About That “BP Expertise”
The Christian Science Monitor reports on “the mystery plumber”:
The identity of the “mystery plumber” whose homemade design for a new containment cap may have helped to finally stanch the Gulf oil spill geyser emerged Saturday.
His name is Joe Caldart, a married, 40-something blue-collar guy with five kids and three hound dogs living in St. Francis, Kan. Mr. Caldart has 907 Facebook friends. He likes the band Rednecks & Red Dirt, watches “Family Guy,” and cites the 1978 Burt Reynolds flick “Hooper” as one of his favorites.

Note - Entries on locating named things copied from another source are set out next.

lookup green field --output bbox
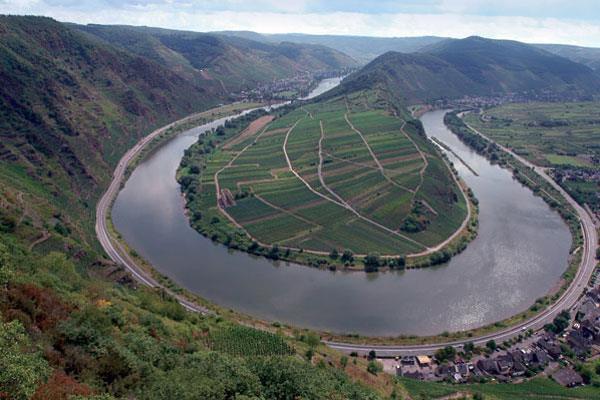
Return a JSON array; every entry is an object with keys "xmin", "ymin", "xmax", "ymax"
[
  {"xmin": 466, "ymin": 102, "xmax": 600, "ymax": 167},
  {"xmin": 466, "ymin": 102, "xmax": 600, "ymax": 217},
  {"xmin": 400, "ymin": 378, "xmax": 598, "ymax": 400},
  {"xmin": 180, "ymin": 93, "xmax": 467, "ymax": 264}
]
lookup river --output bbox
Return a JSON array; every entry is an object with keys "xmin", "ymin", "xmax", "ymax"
[{"xmin": 112, "ymin": 96, "xmax": 571, "ymax": 336}]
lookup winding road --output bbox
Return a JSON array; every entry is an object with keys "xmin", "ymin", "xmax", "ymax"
[
  {"xmin": 324, "ymin": 111, "xmax": 598, "ymax": 356},
  {"xmin": 96, "ymin": 114, "xmax": 213, "ymax": 314},
  {"xmin": 95, "ymin": 108, "xmax": 598, "ymax": 356}
]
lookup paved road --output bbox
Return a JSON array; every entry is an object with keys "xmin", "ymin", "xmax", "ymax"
[
  {"xmin": 96, "ymin": 115, "xmax": 213, "ymax": 314},
  {"xmin": 325, "ymin": 113, "xmax": 598, "ymax": 356}
]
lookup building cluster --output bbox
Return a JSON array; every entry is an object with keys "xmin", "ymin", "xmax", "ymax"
[
  {"xmin": 232, "ymin": 69, "xmax": 350, "ymax": 101},
  {"xmin": 384, "ymin": 286, "xmax": 600, "ymax": 387}
]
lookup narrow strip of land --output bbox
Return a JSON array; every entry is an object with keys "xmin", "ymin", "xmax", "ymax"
[
  {"xmin": 283, "ymin": 114, "xmax": 429, "ymax": 251},
  {"xmin": 325, "ymin": 111, "xmax": 598, "ymax": 356}
]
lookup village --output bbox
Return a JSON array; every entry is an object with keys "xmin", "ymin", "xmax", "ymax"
[
  {"xmin": 376, "ymin": 282, "xmax": 600, "ymax": 387},
  {"xmin": 231, "ymin": 68, "xmax": 352, "ymax": 101}
]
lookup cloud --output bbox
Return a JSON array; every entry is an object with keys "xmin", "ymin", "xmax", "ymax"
[{"xmin": 0, "ymin": 0, "xmax": 600, "ymax": 47}]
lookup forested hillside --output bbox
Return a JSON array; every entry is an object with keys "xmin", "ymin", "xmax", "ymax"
[
  {"xmin": 0, "ymin": 16, "xmax": 404, "ymax": 400},
  {"xmin": 74, "ymin": 25, "xmax": 356, "ymax": 92},
  {"xmin": 338, "ymin": 36, "xmax": 600, "ymax": 103}
]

…Caldart’s sketches, routed six weeks ago to BP and the Coast Guard through University of California petroleum engineer Robert Bea, are a near identical match to the design of a new containment cap lowered last week over the renegade Macondo well 50 miles off Venice, La.
“The idea was using the top flange on the blowout preventer as an attachment point and then employing an internal seal against that flange surface,” says Dr. Bea. “You can kind of see how a plumber thinks this way. That’s how they have to plumb homes for sewage.”
…
Caldart, who first started plumbing as a teenager, says he originally sent BP three sketches depicting a flange and plug design similar to those used in high-pressure hotel plumbing on May 25th. At that point, he says he was told by BP that they were not working on stopping the leak, but simply capturing the oil.
After being told his ideas were under technical review, Caldart tweeted on June 14th, “just got an email from horizon [incident response] saying a similar plan to mine is being implemented, but thanks anyway…….. yeah right.”
Two months later they finally look at designs from people who work on broken pipes, and then they won’t give him the credit he deserves. We have oil on our beaches because the government has been trained to defer to corporations, and the corporations outsource everything.
Speaking of outsourcing, the Guardian reports that BP ordered the BOP worked on in China:
BP ordered the owner of the Deepwater Horizon rig, whose explosion led to the worst environmental disaster in US history, to overhaul a crucial piece of the rig’s safety equipment in China, the Observer has learnt. The blow-out preventer – the last line of defence against an out-of-control well – subsequently failed to activate and is at the centre of investigations into what caused the disaster.
Experts say that the practice of having such engineering work carried out in China, rather than the US, saves money and is common in the industry.
To save money they shipped a device that weighs tons halfway around the world to people with unknown skills, rather than letting the company that built it overhaul it in Houston. This is why there was no accurate plan to use when the BOP failed, and no one knew what modifications were made.